Speaker 2: Weiman Chen

Individual versus Paired Interaction with a Voice-Based GenAI Chatbot: Effects on Chinese EFL Learners’ Oral Proficiency, Affective Responses, and Language-Related Episodes

The rapid proliferation of GenAI chatbots in EFL education has generated a growing body of empirical research, with studies consistently demonstrating positive effects on learners’ linguistic outcomes, affective states, and behavioural engagement. The majority of this research, however, has focused on individual learner-AI interaction, leaving the paired configuration, in which two learners collaborate alongside a shared AI interlocutor, comparatively underexplored. Whether the two configurations produce meaningfully different learning outcomes remains an open empirical question with direct pedagogical implications.

Drawing on Vygotsky’s sociocultural theory, the AI chatbot is positioned as a cognitive mediating tool that extends learners’ Zone of Proximal Development, providing the kind of assisted performance that supports language development. The individual-AI configuration leverages this mediating function directly, while the paired-AI configuration additionally incorporates peer collaboration, grounded in Swain’s collaborative dialogue framework, which holds that knowledge is actively co-constructed through joint problem-solving and explicit attention to language form. Comparing the two configurations thus allows the study to examine not only whether AI-mediated interaction promotes oral language learning, but whether the social dimension of peer collaboration introduces a cognitive added value that individual AI interaction alone cannot replicate.

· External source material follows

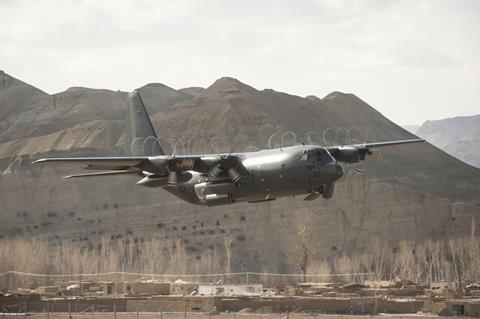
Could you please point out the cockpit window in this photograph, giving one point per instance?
(319, 155)
(322, 155)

The study adopts a quasi-experimental mixed-methods design involving three intact classes of Chinese EFL undergraduates enrolled in a Business English Listening and Speaking course at a university in Guangzhou, China. Over a 16-week intervention, one class engages in individual one-to-one voice-based interaction with the GenAI chatbot Doubao (IND condition), a second class completes the same tasks collaboratively with a partner alongside the chatbot (PAIR condition), and a third class serves as the control group (CG), completing equivalent tasks through traditional peer-based pair work without chatbot involvement. Three research questions guide the investigation: the differential effects of the two AI-mediated configurations on oral proficiency development; their differential effects on foreign language anxiety and enjoyment; and how the two configurations differ in terms of language-focused interactional engagement during oral task performance.